FIG. 1 is a graph comparing the change in discharge capacity with the number of charge / discharge cycles in Example 1 and Comparative Example 1.

FIG. 2 is a graph comparing the change in discharge capacity with the number of charge / discharge cycles in Example 2 and Comparative Example 2.

FIG. 3 is a graph comparing the change in discharge capacity with the number of charge / discharge cycles in Example 1 and Comparative Examples 3 and 4.

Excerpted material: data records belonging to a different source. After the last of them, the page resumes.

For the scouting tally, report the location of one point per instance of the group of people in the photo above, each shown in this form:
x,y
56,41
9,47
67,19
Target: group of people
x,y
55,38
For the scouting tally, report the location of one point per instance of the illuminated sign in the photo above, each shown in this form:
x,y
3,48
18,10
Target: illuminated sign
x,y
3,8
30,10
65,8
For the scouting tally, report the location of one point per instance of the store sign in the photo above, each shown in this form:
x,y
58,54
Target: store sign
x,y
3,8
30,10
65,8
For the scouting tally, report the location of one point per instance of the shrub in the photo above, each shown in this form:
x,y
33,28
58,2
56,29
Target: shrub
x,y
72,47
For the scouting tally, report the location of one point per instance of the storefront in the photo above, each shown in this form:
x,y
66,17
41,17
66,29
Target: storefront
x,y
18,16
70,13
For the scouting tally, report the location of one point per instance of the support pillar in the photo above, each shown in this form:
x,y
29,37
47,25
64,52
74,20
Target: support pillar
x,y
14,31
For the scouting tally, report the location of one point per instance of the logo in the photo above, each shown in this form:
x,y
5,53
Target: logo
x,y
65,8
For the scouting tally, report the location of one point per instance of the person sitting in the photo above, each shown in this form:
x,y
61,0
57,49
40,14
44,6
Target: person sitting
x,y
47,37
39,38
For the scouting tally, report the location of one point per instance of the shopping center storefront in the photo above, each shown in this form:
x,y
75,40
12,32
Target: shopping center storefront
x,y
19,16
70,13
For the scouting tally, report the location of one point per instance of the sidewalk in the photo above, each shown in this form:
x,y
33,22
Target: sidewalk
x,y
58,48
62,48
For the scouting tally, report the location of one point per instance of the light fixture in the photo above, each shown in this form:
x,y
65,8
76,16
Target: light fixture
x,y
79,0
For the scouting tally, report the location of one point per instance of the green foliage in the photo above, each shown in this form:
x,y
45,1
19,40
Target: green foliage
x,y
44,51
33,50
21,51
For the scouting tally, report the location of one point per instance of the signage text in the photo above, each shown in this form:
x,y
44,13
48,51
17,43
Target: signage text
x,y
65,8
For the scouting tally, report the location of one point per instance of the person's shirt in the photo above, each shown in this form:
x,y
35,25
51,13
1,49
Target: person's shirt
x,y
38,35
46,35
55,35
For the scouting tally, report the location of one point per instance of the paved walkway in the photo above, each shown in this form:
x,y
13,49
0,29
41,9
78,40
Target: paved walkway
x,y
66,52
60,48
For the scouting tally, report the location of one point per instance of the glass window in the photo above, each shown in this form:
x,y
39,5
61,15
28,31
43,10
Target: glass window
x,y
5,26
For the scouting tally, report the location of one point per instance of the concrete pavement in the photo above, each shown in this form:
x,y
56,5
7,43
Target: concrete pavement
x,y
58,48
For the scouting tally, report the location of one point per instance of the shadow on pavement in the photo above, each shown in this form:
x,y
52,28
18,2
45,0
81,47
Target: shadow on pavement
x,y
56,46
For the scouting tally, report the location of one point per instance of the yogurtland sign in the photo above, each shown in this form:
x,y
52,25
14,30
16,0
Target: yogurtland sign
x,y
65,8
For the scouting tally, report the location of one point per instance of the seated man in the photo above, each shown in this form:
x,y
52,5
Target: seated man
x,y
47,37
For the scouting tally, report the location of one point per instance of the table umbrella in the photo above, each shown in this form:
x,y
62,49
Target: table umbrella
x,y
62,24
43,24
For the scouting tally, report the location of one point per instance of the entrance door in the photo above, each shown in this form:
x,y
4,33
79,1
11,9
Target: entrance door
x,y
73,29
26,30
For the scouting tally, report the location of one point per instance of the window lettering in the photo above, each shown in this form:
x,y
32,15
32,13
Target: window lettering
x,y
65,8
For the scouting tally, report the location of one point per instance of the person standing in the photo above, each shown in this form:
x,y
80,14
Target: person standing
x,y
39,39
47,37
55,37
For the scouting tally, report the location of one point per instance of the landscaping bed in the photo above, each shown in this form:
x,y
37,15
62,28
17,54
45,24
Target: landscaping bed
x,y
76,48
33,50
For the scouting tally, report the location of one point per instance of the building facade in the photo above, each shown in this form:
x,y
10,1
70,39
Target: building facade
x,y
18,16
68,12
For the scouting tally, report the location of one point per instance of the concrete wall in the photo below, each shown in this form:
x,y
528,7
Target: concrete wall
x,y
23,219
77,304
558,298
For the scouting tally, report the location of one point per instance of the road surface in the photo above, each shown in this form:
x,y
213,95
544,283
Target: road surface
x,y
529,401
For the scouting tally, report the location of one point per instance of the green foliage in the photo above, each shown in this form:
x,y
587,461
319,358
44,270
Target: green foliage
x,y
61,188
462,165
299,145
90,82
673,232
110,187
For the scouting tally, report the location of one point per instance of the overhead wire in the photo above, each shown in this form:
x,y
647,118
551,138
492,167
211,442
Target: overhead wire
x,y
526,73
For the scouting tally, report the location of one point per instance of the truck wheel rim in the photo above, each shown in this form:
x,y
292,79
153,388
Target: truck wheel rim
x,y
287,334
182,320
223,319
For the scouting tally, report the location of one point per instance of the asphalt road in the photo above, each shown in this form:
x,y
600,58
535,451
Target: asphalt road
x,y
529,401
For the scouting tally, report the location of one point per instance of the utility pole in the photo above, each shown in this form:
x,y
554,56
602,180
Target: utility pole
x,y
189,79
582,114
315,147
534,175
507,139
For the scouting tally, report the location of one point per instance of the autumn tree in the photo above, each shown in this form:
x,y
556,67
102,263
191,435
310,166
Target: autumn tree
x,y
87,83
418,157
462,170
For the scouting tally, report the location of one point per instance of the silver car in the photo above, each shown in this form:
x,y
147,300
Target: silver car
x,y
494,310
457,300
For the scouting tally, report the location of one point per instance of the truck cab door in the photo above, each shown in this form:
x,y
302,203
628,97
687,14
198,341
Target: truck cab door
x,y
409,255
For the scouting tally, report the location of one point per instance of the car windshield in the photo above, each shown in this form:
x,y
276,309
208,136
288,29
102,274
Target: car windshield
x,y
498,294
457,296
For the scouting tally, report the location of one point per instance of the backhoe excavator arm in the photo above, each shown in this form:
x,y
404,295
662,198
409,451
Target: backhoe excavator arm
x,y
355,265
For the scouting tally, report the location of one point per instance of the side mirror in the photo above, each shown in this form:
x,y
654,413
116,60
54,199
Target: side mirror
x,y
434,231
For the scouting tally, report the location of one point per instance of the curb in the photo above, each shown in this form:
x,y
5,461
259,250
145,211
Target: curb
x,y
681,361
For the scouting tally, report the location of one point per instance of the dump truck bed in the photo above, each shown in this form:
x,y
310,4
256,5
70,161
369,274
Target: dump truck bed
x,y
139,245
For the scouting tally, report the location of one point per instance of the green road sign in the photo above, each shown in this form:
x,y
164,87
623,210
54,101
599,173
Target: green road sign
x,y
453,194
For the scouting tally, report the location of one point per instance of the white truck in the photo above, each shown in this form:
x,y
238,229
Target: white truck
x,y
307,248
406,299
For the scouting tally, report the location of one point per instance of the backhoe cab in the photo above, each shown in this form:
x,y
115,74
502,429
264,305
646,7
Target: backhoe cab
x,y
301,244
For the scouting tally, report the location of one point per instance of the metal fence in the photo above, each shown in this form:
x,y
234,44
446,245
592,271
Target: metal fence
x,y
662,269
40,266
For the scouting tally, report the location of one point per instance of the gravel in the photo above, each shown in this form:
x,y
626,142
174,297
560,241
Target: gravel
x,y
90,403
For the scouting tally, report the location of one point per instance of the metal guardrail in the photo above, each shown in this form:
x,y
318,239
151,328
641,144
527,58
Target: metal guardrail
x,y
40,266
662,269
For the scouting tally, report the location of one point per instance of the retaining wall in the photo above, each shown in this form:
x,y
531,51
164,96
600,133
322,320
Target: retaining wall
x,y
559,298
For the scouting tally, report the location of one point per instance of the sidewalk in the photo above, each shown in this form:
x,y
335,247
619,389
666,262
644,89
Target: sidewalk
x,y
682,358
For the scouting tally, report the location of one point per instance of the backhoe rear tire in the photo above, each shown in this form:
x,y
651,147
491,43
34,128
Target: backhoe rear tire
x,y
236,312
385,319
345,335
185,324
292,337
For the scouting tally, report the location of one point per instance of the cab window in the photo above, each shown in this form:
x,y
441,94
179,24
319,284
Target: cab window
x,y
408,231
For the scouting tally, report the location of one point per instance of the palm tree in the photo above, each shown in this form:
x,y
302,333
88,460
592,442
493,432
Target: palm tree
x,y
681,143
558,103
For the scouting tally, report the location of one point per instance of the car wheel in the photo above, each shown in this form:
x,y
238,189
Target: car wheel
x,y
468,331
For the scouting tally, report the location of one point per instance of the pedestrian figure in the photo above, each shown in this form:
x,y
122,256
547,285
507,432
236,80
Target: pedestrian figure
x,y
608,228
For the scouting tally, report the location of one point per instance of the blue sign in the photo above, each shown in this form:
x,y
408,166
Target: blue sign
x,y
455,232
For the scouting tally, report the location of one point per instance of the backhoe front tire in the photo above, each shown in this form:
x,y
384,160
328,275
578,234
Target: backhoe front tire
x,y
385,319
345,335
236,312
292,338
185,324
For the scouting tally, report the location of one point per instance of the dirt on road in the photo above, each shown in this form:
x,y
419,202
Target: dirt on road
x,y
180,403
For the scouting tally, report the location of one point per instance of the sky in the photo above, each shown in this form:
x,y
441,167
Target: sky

 ──────────────────────────────────────────────────続 き Continuation of the front page (72) Inventor Masataka Kono 1-3-2 Kitaaoyama, Minato-ku, Tokyo Tokai Carbon Co., Ltd. (72) Inventor Yoshihiko Muto 1-3-2 Kitaaoyama, Minato-ku, Tokyo Tokai F term in Carbon Co., Ltd. (reference) 5H003 AA04 BA07 BB04 BB15 BC05 BD02 BD03

Claims (2)

[Claims] 1. The amount of a hydrogen-containing functional group present on a surface is 3 μm.
An additive for a lead storage battery, wherein carbon black having a value of at least eq / m ² and a maximum agglomerate particle diameter Dupa99% (nm) of 500 nm or less in an aqueous dispersion is dispersed in water. However, the value of the maximum particle diameter Dupa99% (nm) of the agglomerate is determined by irradiating an aqueous dispersion of carbon black with a laser beam, and calculating the agglomerate particle diameter in the cumulative frequency distribution curve prepared from the frequency modulation degree of the scattered light.
Indicates the value of% cumulative frequency. 2. The additive for a lead storage battery according to claim 1, wherein the amount of the hydrogen-containing functional group is the sum of a carboxyl group and a hydroxyl group.